Theft of 130,000,000 Credit/Debit Card #s Not a Big Deal?by Tim Manni
Three men have been indicted in what the Department of Justice is calling “the single largest hacking and identity theft case ever prosecuted.” Albert Gonzalez and two other unnamed individuals hacked the computer systems of several large corporations, accessing the debit and credit card information stored on their databases:
Authorities say more than 130 million credit and debit card numbers were stolen in a corporate data breach involving three different corporations and two individuals. The card numbers, along with additional account information, were allegedly stolen from Princeton-based Heartland Payment Systems; 7-Eleven Inc., a Texas-based convenience store chain and Hannaford Brothers Company, a Maine-based supermarket chain.
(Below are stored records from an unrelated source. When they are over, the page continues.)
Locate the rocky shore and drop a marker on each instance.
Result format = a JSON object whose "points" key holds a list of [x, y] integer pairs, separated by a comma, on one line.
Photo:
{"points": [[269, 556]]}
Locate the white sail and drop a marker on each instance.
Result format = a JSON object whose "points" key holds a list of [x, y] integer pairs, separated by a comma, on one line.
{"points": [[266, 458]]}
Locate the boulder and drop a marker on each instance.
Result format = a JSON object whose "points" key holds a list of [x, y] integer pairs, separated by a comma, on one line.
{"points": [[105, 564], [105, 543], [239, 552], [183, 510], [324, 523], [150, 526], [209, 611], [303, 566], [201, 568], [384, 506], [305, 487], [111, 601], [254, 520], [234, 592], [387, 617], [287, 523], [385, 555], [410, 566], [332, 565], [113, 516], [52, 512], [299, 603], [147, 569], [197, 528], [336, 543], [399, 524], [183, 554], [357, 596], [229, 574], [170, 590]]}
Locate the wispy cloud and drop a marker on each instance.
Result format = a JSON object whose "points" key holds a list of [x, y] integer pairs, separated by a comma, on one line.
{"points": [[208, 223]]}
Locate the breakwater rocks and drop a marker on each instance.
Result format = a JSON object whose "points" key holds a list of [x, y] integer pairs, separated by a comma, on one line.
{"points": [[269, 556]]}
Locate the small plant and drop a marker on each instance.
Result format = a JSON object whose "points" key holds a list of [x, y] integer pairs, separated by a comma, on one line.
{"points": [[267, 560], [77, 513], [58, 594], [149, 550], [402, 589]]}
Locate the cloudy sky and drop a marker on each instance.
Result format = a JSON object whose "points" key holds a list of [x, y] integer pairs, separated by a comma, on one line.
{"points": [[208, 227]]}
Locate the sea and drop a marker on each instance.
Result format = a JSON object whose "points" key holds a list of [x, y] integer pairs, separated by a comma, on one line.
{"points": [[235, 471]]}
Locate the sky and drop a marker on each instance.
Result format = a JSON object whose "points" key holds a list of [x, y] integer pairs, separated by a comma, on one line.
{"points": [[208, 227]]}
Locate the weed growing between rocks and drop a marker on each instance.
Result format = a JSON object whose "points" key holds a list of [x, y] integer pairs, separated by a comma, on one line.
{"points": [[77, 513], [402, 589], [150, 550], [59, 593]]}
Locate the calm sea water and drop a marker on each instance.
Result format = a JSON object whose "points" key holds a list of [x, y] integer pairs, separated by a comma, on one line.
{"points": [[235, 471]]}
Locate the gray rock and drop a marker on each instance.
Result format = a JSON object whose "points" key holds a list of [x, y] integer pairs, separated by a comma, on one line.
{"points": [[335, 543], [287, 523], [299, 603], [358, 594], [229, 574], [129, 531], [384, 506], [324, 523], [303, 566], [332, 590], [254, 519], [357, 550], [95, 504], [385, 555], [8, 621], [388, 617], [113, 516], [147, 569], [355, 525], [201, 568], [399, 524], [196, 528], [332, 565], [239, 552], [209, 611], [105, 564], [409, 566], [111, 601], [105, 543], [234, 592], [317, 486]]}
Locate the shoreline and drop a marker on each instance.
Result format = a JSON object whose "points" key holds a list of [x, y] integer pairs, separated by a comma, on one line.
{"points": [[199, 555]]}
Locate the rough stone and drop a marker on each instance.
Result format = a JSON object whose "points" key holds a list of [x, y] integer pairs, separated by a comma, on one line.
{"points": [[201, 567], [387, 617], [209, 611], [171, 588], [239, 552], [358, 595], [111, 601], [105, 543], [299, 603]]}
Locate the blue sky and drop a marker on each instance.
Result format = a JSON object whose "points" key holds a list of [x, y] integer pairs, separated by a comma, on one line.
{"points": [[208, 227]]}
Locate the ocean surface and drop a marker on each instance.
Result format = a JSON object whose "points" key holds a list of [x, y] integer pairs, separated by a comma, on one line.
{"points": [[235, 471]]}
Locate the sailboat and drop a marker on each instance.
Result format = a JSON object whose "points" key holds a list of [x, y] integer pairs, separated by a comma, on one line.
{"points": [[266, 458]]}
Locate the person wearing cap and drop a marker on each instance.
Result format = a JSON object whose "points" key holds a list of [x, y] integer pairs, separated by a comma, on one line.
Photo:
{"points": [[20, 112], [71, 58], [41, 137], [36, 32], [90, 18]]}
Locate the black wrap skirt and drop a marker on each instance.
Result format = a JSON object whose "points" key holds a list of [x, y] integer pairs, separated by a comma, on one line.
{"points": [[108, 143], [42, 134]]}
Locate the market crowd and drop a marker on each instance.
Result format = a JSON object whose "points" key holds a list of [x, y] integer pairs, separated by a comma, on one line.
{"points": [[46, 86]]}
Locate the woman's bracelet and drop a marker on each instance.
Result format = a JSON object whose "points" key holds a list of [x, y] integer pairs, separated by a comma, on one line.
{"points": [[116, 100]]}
According to the Justice Department, the suspects used a sophisticated hacking technique called an “SQL injection attack,” which “seeks to exploit computer networks by finding a way around the network’s firewall to steal credit card and debit information.”
Time to Worry?
Oddly enough, personal finance expert Clark Howard says “you shouldn’t really be concerned!” Howard says the massive breach “is not a big deal for the average credit card holder.”
For credit card customers, Howard instructs that if you notice fraudulent charges on your next statement, simply dispute them. Since major banks and card companies will be familiar with the news, they should be ready and waiting to handle the incoming disputes by issuing new cards with new numbers.
There are no ironclad protections for debit cards as there are for credit cards. Instead of the typical 60 days you have to dispute a credit card charge, you have 2 days to report fraudulent activity with a debit card. After that, it’s your responsibility.